Cameron Whynot, D (Valley Wildcats)
You don’t want to draft Cameron? Whynot? OK, sorry, lame, yet easy, joke. But, wow, when he’s on his game, he’s a force. A great skater who’s adept at getting himself into a scoring position, Whynot finished the year with 13 goals and 40 points for the Wildcats, while also evolving his physical game. Whynot is susceptible to giveaways and trying to do too much, but he has a game-changing ability that allows him to totally take control of the pace. Whynot is not afraid to take the puck end to end and it was rare that he wasn’t the best player on the ice. If he can limit his mistakes, he’ll truly be a star for the future.
Olivier Nadeau, RW (Levis Chevaliers)
Roy’s right winger this season, the first thing you’ll notice about Nadeau is his size. At 6-foot-1 and 200 pounds, he has the ideal frame to be a two-way power forward in the QMJHL almost immediately. He’s skilled with the puck, possessing a great shot release and a good set of hands. Not a great skater, Nadeau’s flaws are few and far between, and the raw talent is there, especially after finishing with 21 goals and 52 points in 31 games.
Riley Kidney, D (Cole Harbour Wolfpack)
Kidney did just about everything right he could have during the year, forcing himself into top-10 draft conversation after a tremendous season in Nova Scotia. With 19 goals and 47 points this season, Kidney was one of the better goal-scorers in minor midget a year after leading bantam playmakers with 47 assists. He’s very smart with the puck, both at defending it from the opposition and knowing exactly when to set someone up. He’s not a big kid, so adding a bit of beef to his frame is still needed.
Zachary Bolduc, C (Trois-Rivieres Estacades)
There’s a ton of reasons to like Bolduc. For starters, he had 54 points in 42 games for the Estacades in midget, so you know he can contribute offensively against older competition. A power-play specialist, the puck spends a lot of time on Bolduc’s stick and he’s often the top-shooting forward on his team. He’s not the most consistent player, but when he’s at full speed, both figuratively and literally, he tends to play at a better pace than most. If he doesn’t end up becoming a big-time scorer in the ‘Q,’ at least he should turn into a dominant faceoff man. That is, of course, if he does play in Quebec. Bolduc is set to play for Mount St. Charles Academy in the United States next year, but, of course, that can still change.
Evan Nause, D (Newbridge Academy)
One of the top prospects from New Brunswick, Nause’s speed is one of his most impressive assets. A raw prospect with loads of skill, but mistakes aplenty, Nause moves the puck very well and doesn’t lose many 1-on-1 battles, no matter what side he’s on. It won’t take long for him to become a top defenseman in the QMJHL, assuming he goes that route instead of playing for Sioux Falls of the USHL.
William Blackburn, G (Elites de Jonquiere)
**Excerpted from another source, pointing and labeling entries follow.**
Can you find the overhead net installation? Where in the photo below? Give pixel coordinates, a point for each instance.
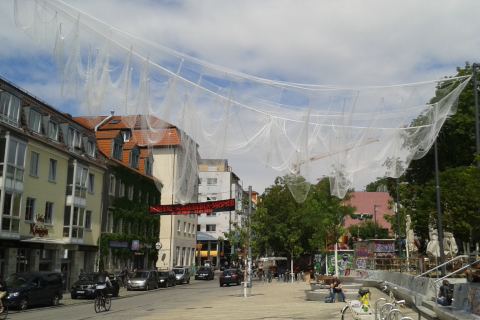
(304, 131)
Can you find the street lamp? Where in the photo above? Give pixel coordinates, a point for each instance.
(375, 206)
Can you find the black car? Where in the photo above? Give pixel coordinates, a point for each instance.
(86, 286)
(166, 279)
(204, 273)
(231, 276)
(34, 288)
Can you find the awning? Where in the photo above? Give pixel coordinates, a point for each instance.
(45, 240)
(203, 236)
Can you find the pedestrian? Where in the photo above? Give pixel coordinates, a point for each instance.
(336, 289)
(445, 294)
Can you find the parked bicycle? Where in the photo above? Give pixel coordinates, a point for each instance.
(3, 306)
(102, 300)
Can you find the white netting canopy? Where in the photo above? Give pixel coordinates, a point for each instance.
(304, 130)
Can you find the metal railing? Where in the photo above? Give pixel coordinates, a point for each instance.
(457, 271)
(441, 265)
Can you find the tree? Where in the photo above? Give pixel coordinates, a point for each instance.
(282, 226)
(459, 180)
(368, 230)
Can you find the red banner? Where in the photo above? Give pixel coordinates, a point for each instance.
(194, 208)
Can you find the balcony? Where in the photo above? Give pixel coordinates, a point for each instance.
(76, 197)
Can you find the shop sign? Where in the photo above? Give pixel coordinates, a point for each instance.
(38, 228)
(135, 245)
(118, 244)
(194, 208)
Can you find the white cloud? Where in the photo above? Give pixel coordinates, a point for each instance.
(327, 42)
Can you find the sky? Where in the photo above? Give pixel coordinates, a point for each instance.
(313, 41)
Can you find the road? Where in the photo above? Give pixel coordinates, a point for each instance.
(201, 300)
(196, 295)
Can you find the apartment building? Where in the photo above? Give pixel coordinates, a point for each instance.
(218, 182)
(129, 232)
(51, 178)
(171, 154)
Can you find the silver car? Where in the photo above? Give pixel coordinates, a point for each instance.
(182, 274)
(143, 280)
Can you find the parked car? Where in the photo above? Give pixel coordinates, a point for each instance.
(204, 273)
(143, 280)
(34, 288)
(230, 276)
(182, 275)
(166, 278)
(85, 286)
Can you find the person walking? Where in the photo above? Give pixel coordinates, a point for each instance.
(336, 289)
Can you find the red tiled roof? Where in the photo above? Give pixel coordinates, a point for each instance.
(167, 137)
(364, 203)
(89, 122)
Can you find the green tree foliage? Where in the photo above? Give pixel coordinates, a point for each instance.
(459, 176)
(282, 226)
(367, 230)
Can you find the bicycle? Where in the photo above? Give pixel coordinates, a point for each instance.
(358, 309)
(102, 300)
(3, 306)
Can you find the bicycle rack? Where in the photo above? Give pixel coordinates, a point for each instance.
(376, 306)
(392, 314)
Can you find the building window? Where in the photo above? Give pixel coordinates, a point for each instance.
(211, 227)
(134, 156)
(117, 150)
(211, 181)
(111, 187)
(90, 148)
(52, 170)
(35, 121)
(130, 192)
(48, 212)
(121, 188)
(88, 220)
(77, 222)
(11, 212)
(16, 160)
(148, 166)
(34, 157)
(91, 183)
(9, 108)
(81, 182)
(30, 209)
(53, 130)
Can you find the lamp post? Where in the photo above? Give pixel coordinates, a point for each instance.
(475, 68)
(375, 206)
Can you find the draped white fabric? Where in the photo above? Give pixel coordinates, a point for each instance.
(305, 130)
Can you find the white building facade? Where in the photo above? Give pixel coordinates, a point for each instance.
(218, 182)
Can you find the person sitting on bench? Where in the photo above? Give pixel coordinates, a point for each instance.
(445, 294)
(336, 288)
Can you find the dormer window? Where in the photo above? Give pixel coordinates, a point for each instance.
(9, 108)
(134, 156)
(148, 166)
(74, 138)
(90, 148)
(127, 135)
(35, 121)
(53, 130)
(117, 149)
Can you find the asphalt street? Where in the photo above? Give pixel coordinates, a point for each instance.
(199, 300)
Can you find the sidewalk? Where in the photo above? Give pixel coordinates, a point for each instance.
(276, 300)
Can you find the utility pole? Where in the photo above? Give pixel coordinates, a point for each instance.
(247, 281)
(439, 211)
(375, 219)
(475, 67)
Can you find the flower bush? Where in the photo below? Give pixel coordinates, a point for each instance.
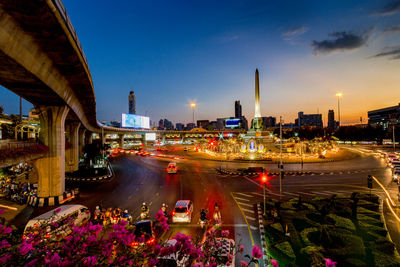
(92, 245)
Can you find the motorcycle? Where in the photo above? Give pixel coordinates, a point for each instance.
(203, 223)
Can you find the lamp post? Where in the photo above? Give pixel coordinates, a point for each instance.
(339, 95)
(264, 180)
(193, 105)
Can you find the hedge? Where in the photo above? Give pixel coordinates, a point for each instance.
(342, 222)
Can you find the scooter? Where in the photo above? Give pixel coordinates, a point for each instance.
(203, 223)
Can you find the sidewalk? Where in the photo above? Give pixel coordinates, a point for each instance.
(11, 209)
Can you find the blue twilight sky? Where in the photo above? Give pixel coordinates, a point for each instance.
(174, 52)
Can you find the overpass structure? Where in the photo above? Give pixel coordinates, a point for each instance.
(42, 61)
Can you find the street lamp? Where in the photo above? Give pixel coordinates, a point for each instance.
(339, 95)
(193, 105)
(264, 181)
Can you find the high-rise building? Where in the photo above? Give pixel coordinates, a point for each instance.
(309, 120)
(202, 123)
(384, 117)
(238, 109)
(132, 103)
(180, 126)
(331, 119)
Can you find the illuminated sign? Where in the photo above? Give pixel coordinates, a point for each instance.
(135, 121)
(150, 137)
(252, 146)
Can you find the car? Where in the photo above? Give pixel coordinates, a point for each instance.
(183, 211)
(144, 233)
(172, 259)
(172, 168)
(396, 175)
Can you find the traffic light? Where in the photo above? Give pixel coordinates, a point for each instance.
(264, 178)
(369, 181)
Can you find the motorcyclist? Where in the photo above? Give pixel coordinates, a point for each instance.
(145, 208)
(164, 209)
(97, 213)
(203, 215)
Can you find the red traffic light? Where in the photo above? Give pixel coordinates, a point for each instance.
(264, 178)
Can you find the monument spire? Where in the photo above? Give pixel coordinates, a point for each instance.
(257, 98)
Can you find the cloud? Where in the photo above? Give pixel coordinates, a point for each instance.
(294, 33)
(392, 8)
(393, 29)
(341, 41)
(392, 52)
William Rousseau may be considered by many to be the top goalie, but with him holding an NCAA commitment, there’s no guarantee he’ll actually play in the ‘Q.’ Blackburn is far from a slouch – we’re talking about the goalie, and not the Lac St-Louis Lions winger of the same name who will also get drafted this weekend – especially after stealing the show at the Canada Winter Games. No stranger to highlight-reel saves, Blackburn is an athletic netminder who thrives under pressure. He’s small at 5-foot-9, but, given he’s still just 15, he has time to grow. Look for him to become a QMJHL starter in a couple of years.
Players committed to an NCAA school were omitted, so that’s why star winger Peter Reynolds, committed to Boston College, and defenseman Oscar Plandowski, perhaps the best blueliner in the draft but holding a Quinnipiac University commitment, are not included.